Reputation: 1
I'm trying to make dummy variables in my input set of the following form: My Input set
So I encoded the categorical data so now my array is of the form: Encoded input set
Next, I would like to make dummy variables using OneHot Encoder. I know that it used to work this way:
onehotencoder = OneHotEncoder(categorical_features = [1])
X = onehotencoder.fit_transform(X).toarray()

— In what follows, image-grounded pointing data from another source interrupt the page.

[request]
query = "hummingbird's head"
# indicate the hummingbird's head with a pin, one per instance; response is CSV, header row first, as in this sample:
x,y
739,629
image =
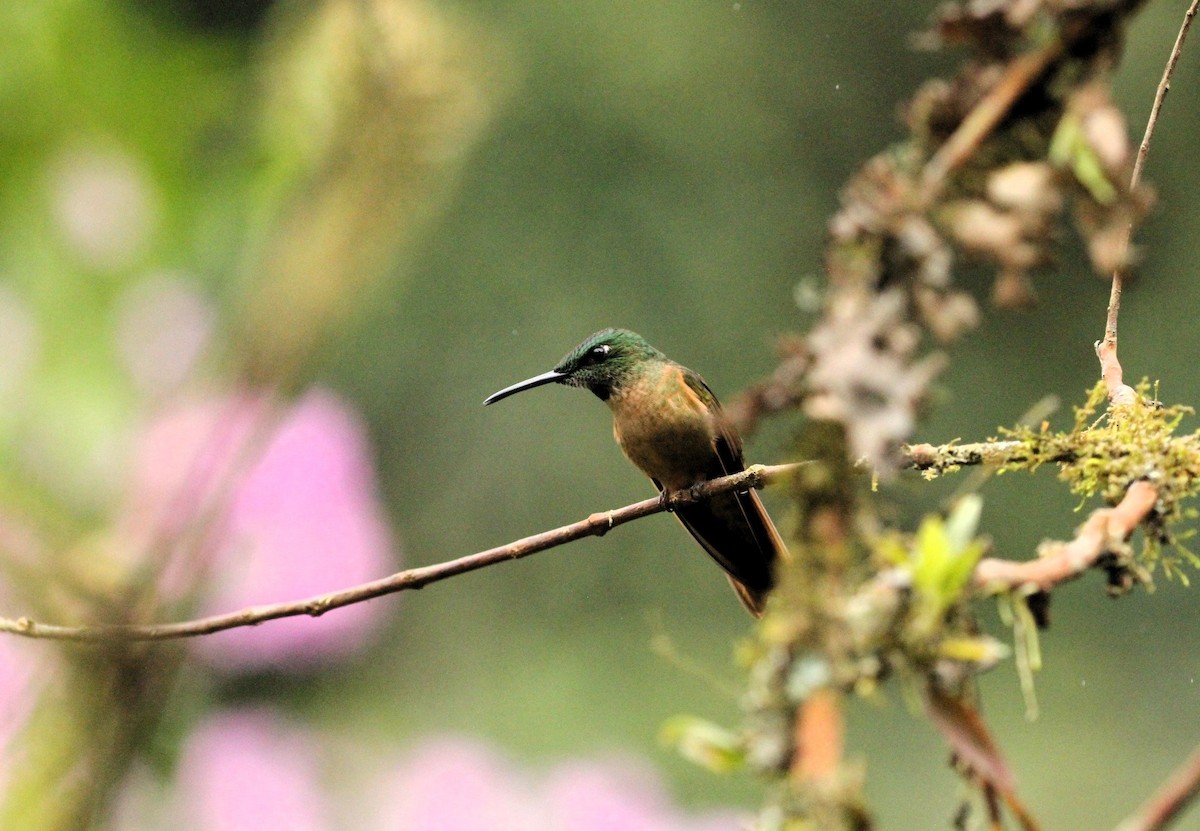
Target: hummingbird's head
x,y
605,360
601,363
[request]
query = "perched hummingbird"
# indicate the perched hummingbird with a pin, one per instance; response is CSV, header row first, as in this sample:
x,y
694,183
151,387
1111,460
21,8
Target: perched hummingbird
x,y
669,423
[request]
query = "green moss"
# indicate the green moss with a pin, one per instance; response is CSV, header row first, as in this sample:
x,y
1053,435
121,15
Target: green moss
x,y
1104,452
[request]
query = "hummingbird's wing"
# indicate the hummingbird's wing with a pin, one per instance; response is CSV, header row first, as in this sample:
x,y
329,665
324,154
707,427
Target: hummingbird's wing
x,y
733,527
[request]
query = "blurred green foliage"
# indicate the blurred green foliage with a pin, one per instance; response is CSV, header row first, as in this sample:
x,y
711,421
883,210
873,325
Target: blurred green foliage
x,y
666,167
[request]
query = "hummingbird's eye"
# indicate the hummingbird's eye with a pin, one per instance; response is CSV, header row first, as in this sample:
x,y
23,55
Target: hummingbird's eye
x,y
597,353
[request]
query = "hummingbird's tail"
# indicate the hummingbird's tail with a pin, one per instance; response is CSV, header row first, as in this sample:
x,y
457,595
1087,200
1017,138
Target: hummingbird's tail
x,y
737,532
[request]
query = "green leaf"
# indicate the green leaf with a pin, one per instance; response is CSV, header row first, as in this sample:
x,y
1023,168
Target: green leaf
x,y
705,743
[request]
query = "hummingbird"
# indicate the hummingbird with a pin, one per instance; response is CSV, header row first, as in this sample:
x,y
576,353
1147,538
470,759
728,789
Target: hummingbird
x,y
670,424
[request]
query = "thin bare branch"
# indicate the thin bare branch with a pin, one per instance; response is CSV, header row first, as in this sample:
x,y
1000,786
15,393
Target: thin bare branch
x,y
1173,796
595,525
1107,348
1019,76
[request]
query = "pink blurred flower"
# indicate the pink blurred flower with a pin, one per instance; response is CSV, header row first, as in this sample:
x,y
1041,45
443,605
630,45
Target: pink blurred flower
x,y
250,771
298,515
461,785
455,785
22,664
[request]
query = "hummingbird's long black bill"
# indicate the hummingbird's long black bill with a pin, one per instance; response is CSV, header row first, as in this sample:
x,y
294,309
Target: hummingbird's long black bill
x,y
528,383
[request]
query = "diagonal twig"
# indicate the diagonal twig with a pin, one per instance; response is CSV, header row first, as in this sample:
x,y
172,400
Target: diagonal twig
x,y
1107,348
595,525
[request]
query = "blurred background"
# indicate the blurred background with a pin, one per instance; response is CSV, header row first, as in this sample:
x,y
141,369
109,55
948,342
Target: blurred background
x,y
273,256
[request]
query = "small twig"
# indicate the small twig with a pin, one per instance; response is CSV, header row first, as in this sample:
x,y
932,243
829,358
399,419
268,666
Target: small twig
x,y
595,525
946,456
989,112
1103,532
1107,348
1173,795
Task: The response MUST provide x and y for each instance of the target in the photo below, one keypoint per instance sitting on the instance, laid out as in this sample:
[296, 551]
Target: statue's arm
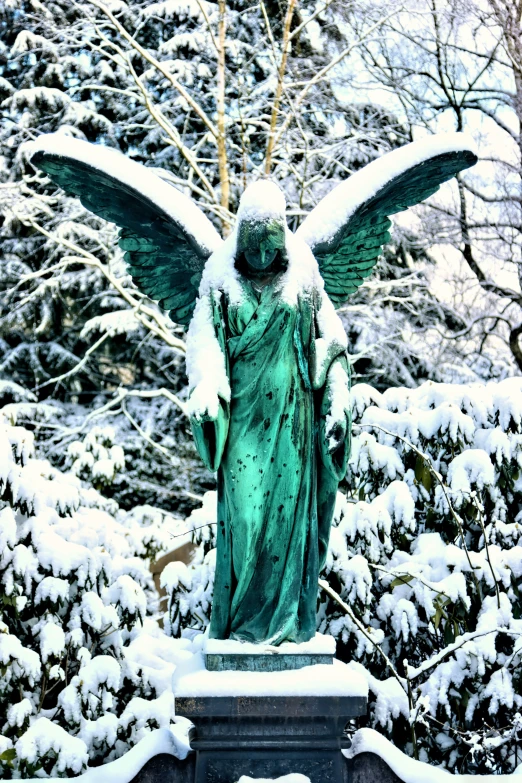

But now the OneHotEncoder class works a bit different and I can't figure out how to adjust it to my dataset so it works exactly this way. My code:
import numpy as np
import pandas as pd
dataset = pd.DataFrame(
{'RowNumber': [1, 2, 3, 4, 5],
'CustomerId': [602, 311, 304, 354, 888],
'Surname': ['Har', 'Hil', 'Oni', 'Bon', 'Mit'],
'CreditScore': [619, 608, 502, 699, 850],
'Geography': ['FR', 'ES', 'FR', 'FR', 'ES'],
'Gender': ['F', 'F', 'F', 'F', 'F'],
'Age': [42, 41, 42, 39, 43],
'Tenure': [2, 1, 8, 0, 2]})
X = dataset.iloc[:, 3 : -1].values
y= dataset.iloc[:, -1].values
# Encoding categorical data
from sklearn.preprocessing import LabelEncoder
le = LabelEncoder()
X[:, 1] = le.fit_transform(X[:, 1])
X[:, 2] = le.fit_transform(X[:, 2])
# Making dummy variables
from sklearn.preprocessing import OneHotEncoder
ohe = OneHotEncoder()
Thank you in advance!
Upvotes: 0
Views: 905
Reputation: 1059
It turns out the API for OneHotEncoder
has changed, as it says in the documentation. Now you need to pass a list
of categories instead of just the categories (in order to be able to generate multiple one-hot encodings in the same call, if needed).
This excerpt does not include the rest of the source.